When a device is at risk
An unauthorized user could potentially access the data for your Google service on a lost or stolen device if:
- The device has an open connection to the user’s managed Google account (for example, their G Suite or Cloud Identity account).
- The device stores cookies that allow connecting without entering a username and password.
- The user installed a third-party service on the device and gave it access to their Google data.
Reset a user’s sign-in cookies
Here’s how to sign the user out of all current HTTP sessions and reset their sign-in cookies. Doing so requires them to enter their username and password to sign back in to their account.

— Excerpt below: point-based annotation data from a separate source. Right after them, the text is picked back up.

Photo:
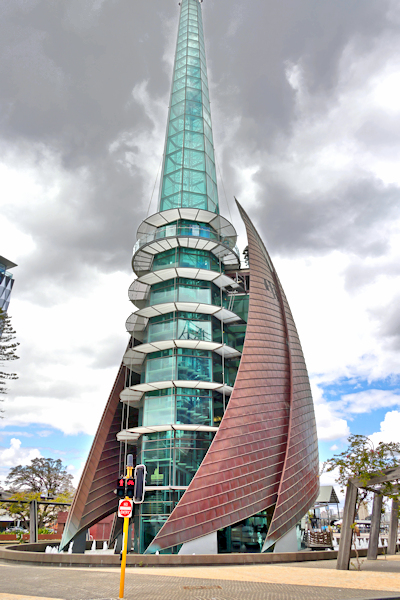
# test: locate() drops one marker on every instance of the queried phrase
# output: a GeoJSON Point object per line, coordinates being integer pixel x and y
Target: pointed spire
{"type": "Point", "coordinates": [189, 176]}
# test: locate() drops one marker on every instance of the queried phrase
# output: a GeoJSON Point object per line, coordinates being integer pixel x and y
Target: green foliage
{"type": "Point", "coordinates": [43, 477]}
{"type": "Point", "coordinates": [362, 460]}
{"type": "Point", "coordinates": [7, 349]}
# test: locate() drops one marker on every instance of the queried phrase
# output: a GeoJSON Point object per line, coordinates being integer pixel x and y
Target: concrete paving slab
{"type": "Point", "coordinates": [256, 582]}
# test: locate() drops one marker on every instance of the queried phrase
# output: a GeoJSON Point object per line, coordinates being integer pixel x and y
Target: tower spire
{"type": "Point", "coordinates": [189, 175]}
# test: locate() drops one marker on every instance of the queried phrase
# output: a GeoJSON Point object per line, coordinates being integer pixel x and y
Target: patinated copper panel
{"type": "Point", "coordinates": [95, 498]}
{"type": "Point", "coordinates": [265, 451]}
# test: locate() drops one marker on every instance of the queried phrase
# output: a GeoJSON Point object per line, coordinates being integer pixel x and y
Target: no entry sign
{"type": "Point", "coordinates": [125, 507]}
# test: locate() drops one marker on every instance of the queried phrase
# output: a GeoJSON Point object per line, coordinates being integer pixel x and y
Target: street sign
{"type": "Point", "coordinates": [125, 508]}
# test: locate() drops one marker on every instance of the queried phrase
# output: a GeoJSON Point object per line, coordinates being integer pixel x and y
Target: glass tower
{"type": "Point", "coordinates": [6, 282]}
{"type": "Point", "coordinates": [189, 327]}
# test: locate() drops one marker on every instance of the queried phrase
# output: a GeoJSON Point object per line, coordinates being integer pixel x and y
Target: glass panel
{"type": "Point", "coordinates": [176, 142]}
{"type": "Point", "coordinates": [194, 181]}
{"type": "Point", "coordinates": [160, 369]}
{"type": "Point", "coordinates": [189, 329]}
{"type": "Point", "coordinates": [173, 162]}
{"type": "Point", "coordinates": [162, 292]}
{"type": "Point", "coordinates": [192, 291]}
{"type": "Point", "coordinates": [180, 63]}
{"type": "Point", "coordinates": [193, 94]}
{"type": "Point", "coordinates": [194, 159]}
{"type": "Point", "coordinates": [158, 332]}
{"type": "Point", "coordinates": [193, 52]}
{"type": "Point", "coordinates": [195, 200]}
{"type": "Point", "coordinates": [208, 132]}
{"type": "Point", "coordinates": [180, 54]}
{"type": "Point", "coordinates": [159, 410]}
{"type": "Point", "coordinates": [177, 109]}
{"type": "Point", "coordinates": [194, 140]}
{"type": "Point", "coordinates": [209, 148]}
{"type": "Point", "coordinates": [194, 108]}
{"type": "Point", "coordinates": [193, 409]}
{"type": "Point", "coordinates": [192, 60]}
{"type": "Point", "coordinates": [212, 190]}
{"type": "Point", "coordinates": [211, 168]}
{"type": "Point", "coordinates": [165, 259]}
{"type": "Point", "coordinates": [172, 183]}
{"type": "Point", "coordinates": [176, 126]}
{"type": "Point", "coordinates": [212, 207]}
{"type": "Point", "coordinates": [179, 84]}
{"type": "Point", "coordinates": [194, 368]}
{"type": "Point", "coordinates": [178, 96]}
{"type": "Point", "coordinates": [206, 103]}
{"type": "Point", "coordinates": [174, 201]}
{"type": "Point", "coordinates": [194, 123]}
{"type": "Point", "coordinates": [207, 117]}
{"type": "Point", "coordinates": [179, 73]}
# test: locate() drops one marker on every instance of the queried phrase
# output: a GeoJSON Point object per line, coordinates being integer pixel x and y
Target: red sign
{"type": "Point", "coordinates": [125, 507]}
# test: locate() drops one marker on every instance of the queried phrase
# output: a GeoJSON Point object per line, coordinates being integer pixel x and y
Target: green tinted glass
{"type": "Point", "coordinates": [189, 126]}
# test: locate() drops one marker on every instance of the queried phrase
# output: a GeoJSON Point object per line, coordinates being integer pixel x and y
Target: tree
{"type": "Point", "coordinates": [44, 478]}
{"type": "Point", "coordinates": [246, 256]}
{"type": "Point", "coordinates": [7, 349]}
{"type": "Point", "coordinates": [361, 460]}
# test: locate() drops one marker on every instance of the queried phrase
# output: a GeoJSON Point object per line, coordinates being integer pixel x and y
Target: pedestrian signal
{"type": "Point", "coordinates": [121, 488]}
{"type": "Point", "coordinates": [130, 486]}
{"type": "Point", "coordinates": [140, 482]}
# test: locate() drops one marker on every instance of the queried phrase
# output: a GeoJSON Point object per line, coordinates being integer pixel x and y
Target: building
{"type": "Point", "coordinates": [6, 282]}
{"type": "Point", "coordinates": [215, 396]}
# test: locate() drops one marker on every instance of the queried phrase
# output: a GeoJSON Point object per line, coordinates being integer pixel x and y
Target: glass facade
{"type": "Point", "coordinates": [195, 326]}
{"type": "Point", "coordinates": [188, 180]}
{"type": "Point", "coordinates": [189, 175]}
{"type": "Point", "coordinates": [6, 283]}
{"type": "Point", "coordinates": [188, 364]}
{"type": "Point", "coordinates": [187, 290]}
{"type": "Point", "coordinates": [187, 257]}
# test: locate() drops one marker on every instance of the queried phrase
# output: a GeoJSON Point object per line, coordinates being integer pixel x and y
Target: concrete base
{"type": "Point", "coordinates": [208, 544]}
{"type": "Point", "coordinates": [288, 543]}
{"type": "Point", "coordinates": [35, 553]}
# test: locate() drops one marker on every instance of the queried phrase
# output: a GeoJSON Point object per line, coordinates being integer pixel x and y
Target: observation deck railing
{"type": "Point", "coordinates": [185, 230]}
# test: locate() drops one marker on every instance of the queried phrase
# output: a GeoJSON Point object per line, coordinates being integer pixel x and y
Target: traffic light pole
{"type": "Point", "coordinates": [124, 553]}
{"type": "Point", "coordinates": [134, 491]}
{"type": "Point", "coordinates": [129, 469]}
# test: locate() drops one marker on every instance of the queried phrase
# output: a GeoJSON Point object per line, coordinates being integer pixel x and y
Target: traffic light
{"type": "Point", "coordinates": [140, 482]}
{"type": "Point", "coordinates": [121, 488]}
{"type": "Point", "coordinates": [130, 486]}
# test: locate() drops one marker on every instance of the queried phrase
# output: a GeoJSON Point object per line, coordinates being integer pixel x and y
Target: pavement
{"type": "Point", "coordinates": [314, 580]}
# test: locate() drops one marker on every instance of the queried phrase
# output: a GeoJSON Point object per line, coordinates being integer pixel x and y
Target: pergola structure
{"type": "Point", "coordinates": [346, 535]}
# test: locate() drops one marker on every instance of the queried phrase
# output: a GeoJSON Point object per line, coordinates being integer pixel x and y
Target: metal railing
{"type": "Point", "coordinates": [184, 230]}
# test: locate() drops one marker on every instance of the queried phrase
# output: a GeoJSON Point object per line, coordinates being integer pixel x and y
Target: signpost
{"type": "Point", "coordinates": [133, 490]}
{"type": "Point", "coordinates": [125, 508]}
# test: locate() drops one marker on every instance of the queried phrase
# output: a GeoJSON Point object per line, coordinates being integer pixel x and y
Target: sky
{"type": "Point", "coordinates": [305, 100]}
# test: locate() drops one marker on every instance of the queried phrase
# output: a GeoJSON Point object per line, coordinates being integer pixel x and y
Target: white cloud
{"type": "Point", "coordinates": [367, 401]}
{"type": "Point", "coordinates": [16, 455]}
{"type": "Point", "coordinates": [389, 429]}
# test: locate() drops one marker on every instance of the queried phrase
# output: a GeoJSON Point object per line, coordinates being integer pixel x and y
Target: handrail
{"type": "Point", "coordinates": [184, 230]}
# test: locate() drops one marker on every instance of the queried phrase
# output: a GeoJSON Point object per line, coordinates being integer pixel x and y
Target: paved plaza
{"type": "Point", "coordinates": [311, 580]}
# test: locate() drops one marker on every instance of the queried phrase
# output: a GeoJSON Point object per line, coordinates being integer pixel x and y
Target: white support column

Note: If you suspended a user, you don't need to do this. Suspending a user resets their sign-in cookies.
- From the Admin console Home page, go to Users.
- In the Users list, find the user. If you need help, see Find a user account.
- Click the user's name to open the user's account page.
- Click Security to open the settings.
- Click Sign-in cookies Reset.
- (Optional) To return to the user’s account page, at the top right, click the Up arrow .
It can take up to an hour to sign the user out of current Gmail HTTP sessions. The time for other applications can vary.
Wipe a mobile device
If the mobile device is managed by Google endpoint management and synchronization is turned on, you can remotely remove data from the device. You can choose to remove all data or only data for your Google service. The user’s Google data will still be available through a web browser and other authorized mobile devices.
Revoke authorized access
Users can allow third-party services to access their managed Google account. For example, a user might install a diagramming app that needs access to their Google Drive files so it can create diagrams or flowcharts. When the app is installed, it will ask the user to grant access to the data for their Google service.
If a device is lost or stolen, you can revoke this access so the app can’t access the user’s data anymore. For details, see View user security settings and revoke access.